Apple Power Rangers: A key change to how you interact with your car
Apart from loading documents into your Apple Watch, there's more to what we'll be able to do! There's a hardware element to the story, called Ultra-Wideband (UWB), that's going to unlock many new doors... literally - doors.
Kevin Lynch explained how watchOS 8 would allow users to lock, unlock, and start their cars from their Apple Watch:
As mentioned earlier, you'll need a compatible car with support for things like NFC and UWB. Again - your Apple Watch will also need to be compatible.
Challenges: Security and battery life
You sure must be thinking: "What if someone gets ahold of my watch and steals my car?!"Apple combats that with your passcode. It's nothing new - it's always been there. Apple Watch will lock itself when it recognizes it's been removed from your wrist.
The experience of starting your car will be fully emulated as if you had a physical key. The unlock feature will only work when you approach your car - just like you are able to unlock your car with a regular key once you're close enough. Then, to start the vehicle, you'll need to be seated in the driver's seat - again, just like with a good old key.
So, in the end, Apple Watch will simply free your pockets while either simplifying or emulating the ways you used to interact with your car, front door or else.
Of course, the biggest and most obvious drawback comes with battery life - Apple Watch doesn't last forever.
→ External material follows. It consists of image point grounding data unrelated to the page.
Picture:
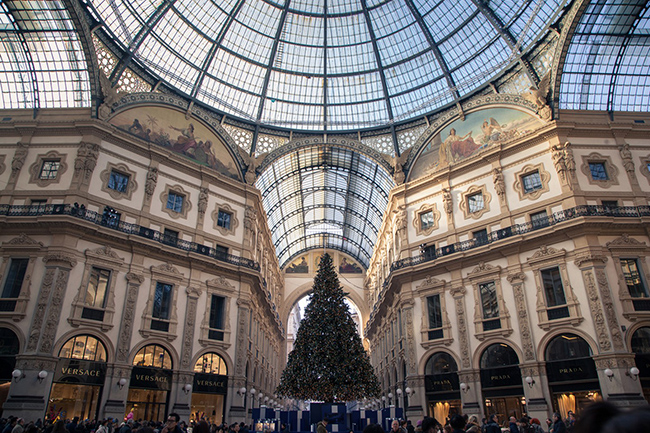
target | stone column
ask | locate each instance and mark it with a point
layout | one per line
(28, 395)
(115, 406)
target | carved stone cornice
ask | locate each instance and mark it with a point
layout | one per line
(590, 260)
(60, 259)
(134, 278)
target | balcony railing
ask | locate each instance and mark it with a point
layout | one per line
(131, 229)
(519, 229)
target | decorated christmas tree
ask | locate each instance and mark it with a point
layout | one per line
(328, 362)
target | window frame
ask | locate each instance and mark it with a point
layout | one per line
(473, 191)
(165, 274)
(178, 191)
(218, 286)
(547, 258)
(442, 335)
(527, 170)
(100, 258)
(610, 169)
(123, 170)
(234, 221)
(484, 327)
(420, 230)
(36, 168)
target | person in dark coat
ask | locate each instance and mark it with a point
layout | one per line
(492, 425)
(558, 424)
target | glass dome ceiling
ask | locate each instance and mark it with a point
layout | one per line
(324, 64)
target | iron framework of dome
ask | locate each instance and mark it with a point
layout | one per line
(328, 64)
(376, 68)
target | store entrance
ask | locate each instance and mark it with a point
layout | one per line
(68, 400)
(147, 404)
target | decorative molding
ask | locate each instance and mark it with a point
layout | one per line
(234, 222)
(610, 169)
(544, 175)
(120, 168)
(464, 204)
(187, 204)
(417, 220)
(35, 168)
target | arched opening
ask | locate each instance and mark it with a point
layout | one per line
(442, 386)
(298, 313)
(503, 392)
(78, 379)
(9, 348)
(151, 380)
(571, 373)
(209, 389)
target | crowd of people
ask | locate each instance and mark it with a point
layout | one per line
(600, 417)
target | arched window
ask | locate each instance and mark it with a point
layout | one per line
(567, 346)
(84, 347)
(440, 363)
(211, 363)
(153, 356)
(499, 355)
(641, 341)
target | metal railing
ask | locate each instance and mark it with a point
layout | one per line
(111, 221)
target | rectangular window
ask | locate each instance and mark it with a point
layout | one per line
(489, 300)
(480, 237)
(426, 220)
(170, 237)
(221, 251)
(223, 219)
(15, 278)
(49, 169)
(598, 171)
(175, 202)
(633, 279)
(118, 181)
(531, 182)
(539, 219)
(435, 312)
(97, 287)
(162, 301)
(475, 202)
(553, 288)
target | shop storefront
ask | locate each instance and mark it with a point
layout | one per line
(641, 348)
(209, 389)
(442, 386)
(503, 392)
(9, 347)
(151, 380)
(571, 373)
(78, 379)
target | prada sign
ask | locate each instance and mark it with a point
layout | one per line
(571, 369)
(151, 378)
(80, 371)
(502, 376)
(441, 382)
(210, 383)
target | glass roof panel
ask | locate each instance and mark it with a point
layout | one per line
(606, 67)
(42, 63)
(332, 187)
(304, 40)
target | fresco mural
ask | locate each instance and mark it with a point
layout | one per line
(349, 267)
(169, 128)
(461, 139)
(299, 266)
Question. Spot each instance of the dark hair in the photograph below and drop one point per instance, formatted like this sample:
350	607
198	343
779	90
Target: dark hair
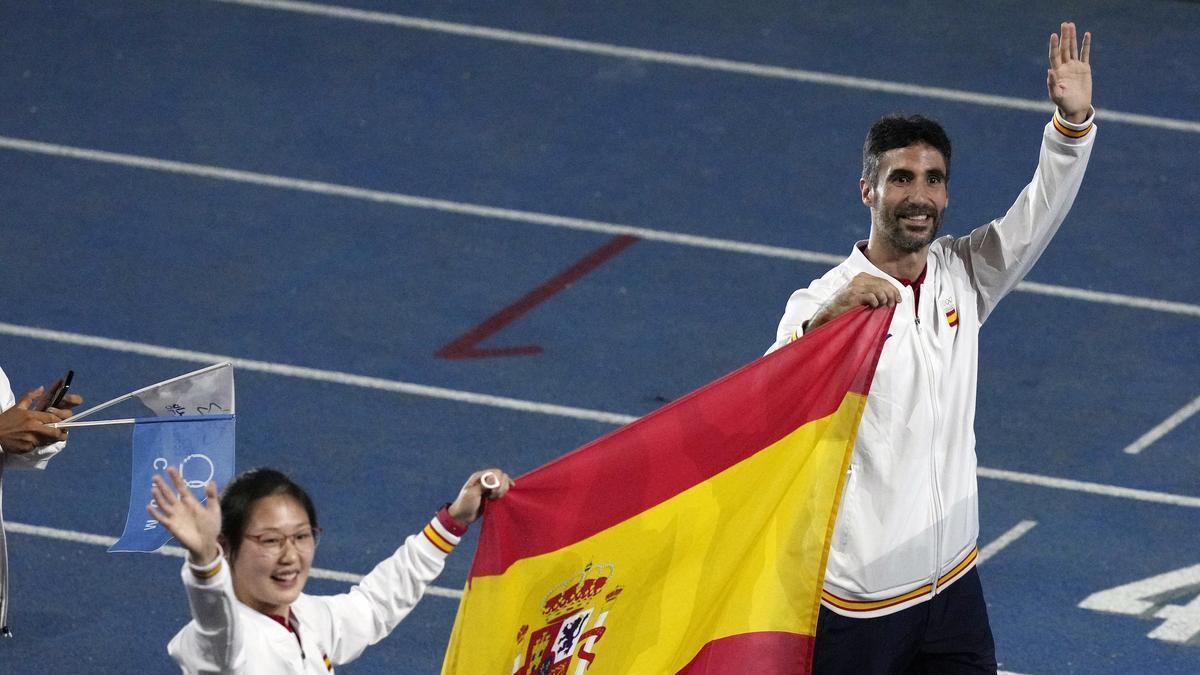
898	131
244	491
Not even close. Currently, Apple's flagship watch manages about a day, or a day and a half, depending on use.
For the record, we did hear rumors about increased battery capacity and respectively battery life on the next Apple Watch Series 7, which nicely ties in with the need for increased longevity that comes with a more capable and powerful Apple Watch.
The watchOS 8 public beta is launching this summer, while the final release is expected to be made official sometime in September or October - as always. We are looking forward to testing, reviewing, and sharing the new features with you!